39 / 207
第39話
まぶたの裏に、淡い光が差し込んできた。
アスカはゆっくりと目を開ける。
まだどこか夢のなかにいるような心地で、しばし天井を見つめた。
──あれ。
見慣れない天蓋。柔らかな寝具。綿の香り。
それらが、徐々に現実を引き戻す。
次の瞬間、はっとして上体を起こした。
「……っ」
ここがどこなのかを思い出し、アスカは急に胸の鼓動が早まるのを感じた。
そうだ、昨夜、あのまま……殿下の寝殿で──。
頬がじわりと熱を帯びてゆく。
そんなところで気安く眠ってしまっていた自分が信じられず、思わず布団をきゅっと握りしめた。
「わ、私……っ、なんてことを……!」
昨夜の記憶が、途切れ途切れに蘇る。
寒さに震えていた自分に、リオールがそっと手を差し出してくれて。
そして、眠るまで傍にいると仰ってくださった。
アスカはそっと横を見やる。
そこには、変わらず穏やかな寝息を立てるリオールの姿があった。
椅子に凭れたまま、少し身を傾けて眠っている。
その顔には疲労の色が滲んでいて、胸がきゅうっと痛んだ。
──本当に、ずっと……。
アスカはそっと布団を押しのけ、なるべく音を立てぬように体を動かしたのだが、その気配に気づいたのか、リオールがふいにまぶたを開いた。
「……もう起きたのか」
掠れた、けれどどこか安心したような声だった。
「あっ……も、申し訳ございません……っ、起こしてしまって……!」
慌てて頭を下げたアスカに、リオールはゆっくり首を横に振る。
「構わぬ。

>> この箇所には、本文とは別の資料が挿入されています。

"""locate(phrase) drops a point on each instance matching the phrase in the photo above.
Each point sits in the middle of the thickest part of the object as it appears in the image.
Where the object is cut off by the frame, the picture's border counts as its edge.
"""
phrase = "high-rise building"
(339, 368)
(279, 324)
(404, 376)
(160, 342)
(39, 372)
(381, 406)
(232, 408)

……そなたがよく眠れたのなら、それでいい」
その穏やかな声音に、胸の奥がじんわりと熱くなる。
アスカは俯いたまま、小さく呟いた。
「……殿下こそ、お身体を冷やしてしまったのでは……? 私のために……」
「それは、私が望んだことだ。謝ることではない」
変わらぬ口調。
けれど、そこに込められた優しさに、アスカの胸がふわりと揺れた。
「……ありがとうございます」
そう零れた言葉に、リオールは柔く微笑んだ。
ともだちにシェアしよう!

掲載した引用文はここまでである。